Inhibition of miR-153 reduces apoptosis of cardiomyocytes. (A) Relative expression of miR-153 following anti-miR-153 transfection. (B) Expression levels of cleaved-caspase-3 and cleaved-caspase-9 in cardiomyocytes subjected to different treatments. Statistical analyses of the band densities of (C) cleaved capsase-3 and (D) cleaved caspase-9. Cardiomyocytes were transfected with anti-miR-153 or anti-miR-NC for 48 h, and were then incubated with H2O2 for 24 h. (E) Cell viability of the transfected cardiomyocytes. Data are presented as the mean ± standard error of the mean. *P<0.05, vs. anti-miR-NC (n=5). miR, microRNA; anti-miR-53, miR-153 antisense inhibitor; NC, negative control; O.D., optical density.
Mcl-1 is a target of miR-153. (A) Predicted binding sites of rno- miR-153 and rat Mcl-1 3′UTR. (B) Enforced expression of miR-153 inhibited the expression of Mcl-1. (C) Statistical analysis of the band densities of Mcl-1. (D) miR-153 inhibited luciferase activity, whereas anti-miR-153 partially reversed this inhibition. Data are presented as the mean ± standard error of the mean. *P<0.05, vs. miR-NC; #P<0.05, vs. miR-153 (n=5). miR, microRNA; 3′UTR, 3′ untranslated region; Mcl-1, myeloid cell leukemia-1; NC, negative control.

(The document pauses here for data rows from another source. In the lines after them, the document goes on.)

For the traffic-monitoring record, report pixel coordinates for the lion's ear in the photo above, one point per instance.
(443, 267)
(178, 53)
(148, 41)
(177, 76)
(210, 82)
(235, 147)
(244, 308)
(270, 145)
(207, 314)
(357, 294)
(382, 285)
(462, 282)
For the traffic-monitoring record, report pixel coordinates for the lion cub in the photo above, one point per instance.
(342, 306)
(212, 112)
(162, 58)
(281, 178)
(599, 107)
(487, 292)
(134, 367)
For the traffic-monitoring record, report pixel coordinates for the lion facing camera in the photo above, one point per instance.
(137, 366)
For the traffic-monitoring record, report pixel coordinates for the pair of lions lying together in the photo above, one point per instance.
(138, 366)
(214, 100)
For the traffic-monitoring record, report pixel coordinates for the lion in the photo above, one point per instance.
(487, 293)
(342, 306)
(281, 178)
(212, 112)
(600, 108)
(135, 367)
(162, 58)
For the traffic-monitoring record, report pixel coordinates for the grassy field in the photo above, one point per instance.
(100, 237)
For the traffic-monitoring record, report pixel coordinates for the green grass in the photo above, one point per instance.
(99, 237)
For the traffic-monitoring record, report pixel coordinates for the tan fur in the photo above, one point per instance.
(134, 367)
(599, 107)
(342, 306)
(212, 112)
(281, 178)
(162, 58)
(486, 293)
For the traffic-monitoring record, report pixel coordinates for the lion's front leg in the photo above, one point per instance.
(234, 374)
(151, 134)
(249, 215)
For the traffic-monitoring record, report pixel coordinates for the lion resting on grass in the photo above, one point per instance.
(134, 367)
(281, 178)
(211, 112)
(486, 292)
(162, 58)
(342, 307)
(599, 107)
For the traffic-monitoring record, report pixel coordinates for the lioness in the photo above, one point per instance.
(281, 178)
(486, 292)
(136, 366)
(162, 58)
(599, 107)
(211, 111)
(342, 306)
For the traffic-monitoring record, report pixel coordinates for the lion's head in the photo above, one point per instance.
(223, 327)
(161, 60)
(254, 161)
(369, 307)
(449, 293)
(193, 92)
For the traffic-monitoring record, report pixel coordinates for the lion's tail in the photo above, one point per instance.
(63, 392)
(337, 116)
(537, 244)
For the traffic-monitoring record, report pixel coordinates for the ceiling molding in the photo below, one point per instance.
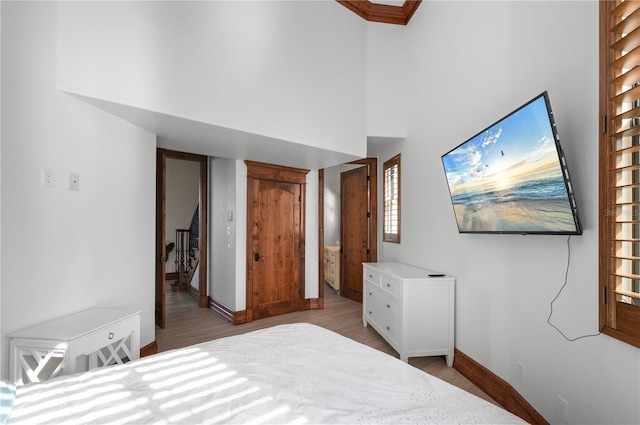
(374, 12)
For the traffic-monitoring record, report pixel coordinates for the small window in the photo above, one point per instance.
(619, 225)
(392, 200)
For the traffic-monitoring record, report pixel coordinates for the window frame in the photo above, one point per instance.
(389, 236)
(618, 318)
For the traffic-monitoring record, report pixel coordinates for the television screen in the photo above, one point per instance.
(512, 177)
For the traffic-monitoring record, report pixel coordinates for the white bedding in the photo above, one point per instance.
(297, 374)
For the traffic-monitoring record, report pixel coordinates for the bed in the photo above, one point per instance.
(287, 374)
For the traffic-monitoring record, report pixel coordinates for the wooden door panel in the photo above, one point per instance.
(275, 284)
(275, 255)
(354, 230)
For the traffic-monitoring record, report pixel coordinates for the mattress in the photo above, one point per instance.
(288, 374)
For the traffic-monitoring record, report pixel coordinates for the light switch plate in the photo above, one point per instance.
(74, 181)
(48, 177)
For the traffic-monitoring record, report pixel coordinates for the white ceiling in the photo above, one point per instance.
(191, 136)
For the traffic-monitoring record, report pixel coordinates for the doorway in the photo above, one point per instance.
(194, 233)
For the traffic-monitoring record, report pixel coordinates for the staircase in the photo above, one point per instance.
(187, 253)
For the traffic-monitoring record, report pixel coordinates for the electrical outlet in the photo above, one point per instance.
(562, 409)
(520, 372)
(48, 177)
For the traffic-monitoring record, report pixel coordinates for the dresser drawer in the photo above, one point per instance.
(391, 286)
(381, 307)
(390, 308)
(106, 336)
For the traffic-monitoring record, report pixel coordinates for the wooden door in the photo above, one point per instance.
(275, 240)
(355, 214)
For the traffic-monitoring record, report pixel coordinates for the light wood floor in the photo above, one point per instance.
(189, 324)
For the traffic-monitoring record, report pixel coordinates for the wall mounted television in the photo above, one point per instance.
(512, 177)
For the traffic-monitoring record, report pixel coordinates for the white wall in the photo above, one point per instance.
(231, 64)
(183, 196)
(387, 82)
(223, 232)
(469, 64)
(64, 251)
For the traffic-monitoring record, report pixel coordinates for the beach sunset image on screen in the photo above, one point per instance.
(509, 177)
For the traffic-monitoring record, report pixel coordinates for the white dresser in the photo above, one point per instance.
(82, 341)
(411, 310)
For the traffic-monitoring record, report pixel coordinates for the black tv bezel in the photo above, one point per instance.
(563, 165)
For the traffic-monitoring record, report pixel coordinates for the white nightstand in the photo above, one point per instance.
(92, 338)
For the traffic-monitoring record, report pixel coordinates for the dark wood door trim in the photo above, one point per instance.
(270, 172)
(203, 161)
(161, 252)
(373, 223)
(373, 205)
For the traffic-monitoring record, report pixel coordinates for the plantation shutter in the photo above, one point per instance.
(392, 199)
(620, 170)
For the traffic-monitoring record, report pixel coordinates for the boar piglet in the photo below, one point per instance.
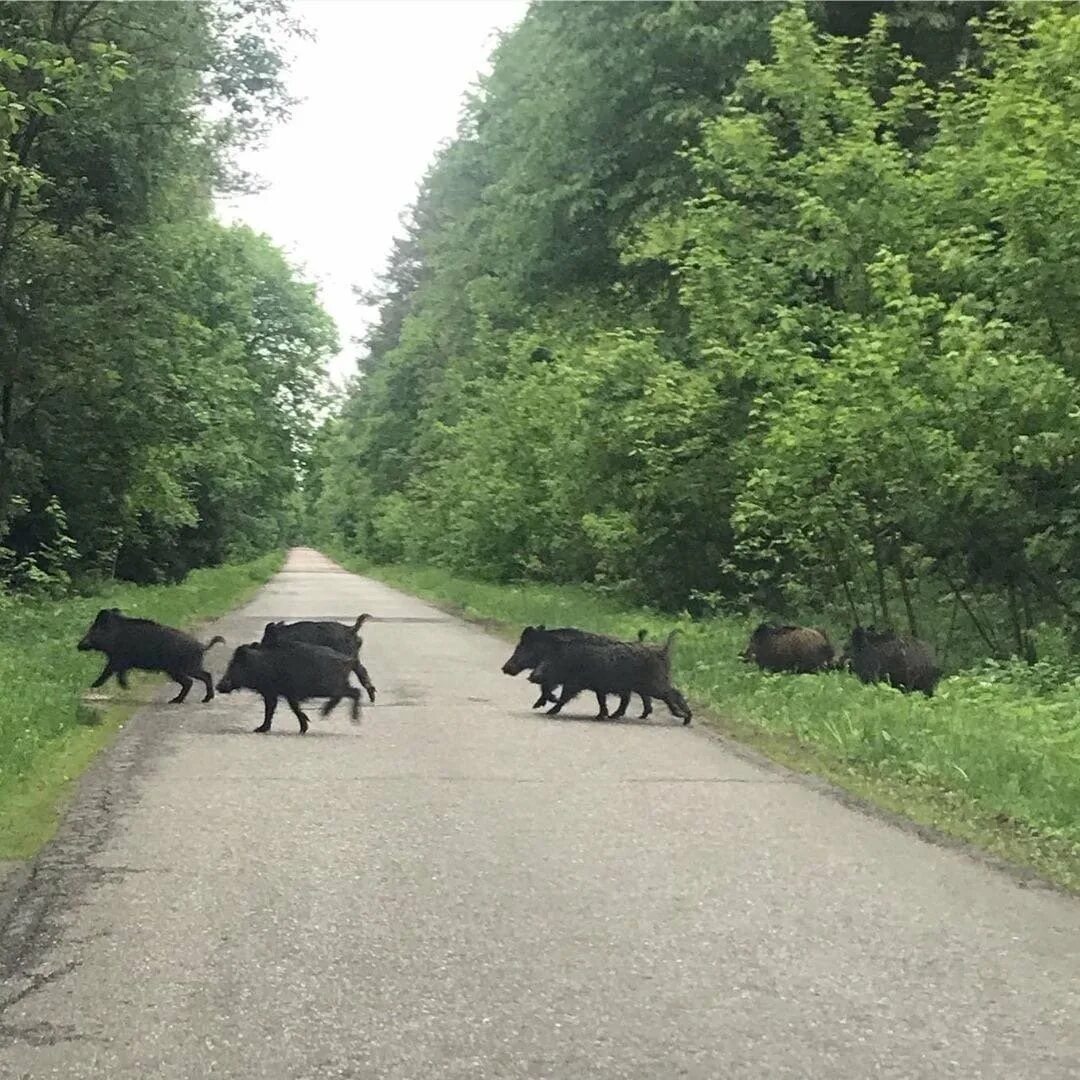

miR-153 inhibits Mcl-1-dependent autophagy. (A) Expression levels of LC3 and Mcl-1 following transfection with anti-miR-153 or si-Mcl-1. Statistical analyses of band densities of (B) LC3-II and (C) Mcl-1. The cardiomyocytes were co-trasnfected with anti-miR-153 and si-Mcl-1 or their negative control strands for 48 h, as indicated, and were then incubated with H2O2 for 24 h. (D) Cell viability of the transfected cardiomyocytes. Data are presented as the mean ± standard error of the mean. *P<0.05, vs. anti-miR-NC+si-NC; #P<0.05, vs. anti-miR-153+si-NC (n=5). miR, microRNA; Mcl-1, myeloid cell leukemia-1; si, small interfering; NC, negative control; O.D., optical density.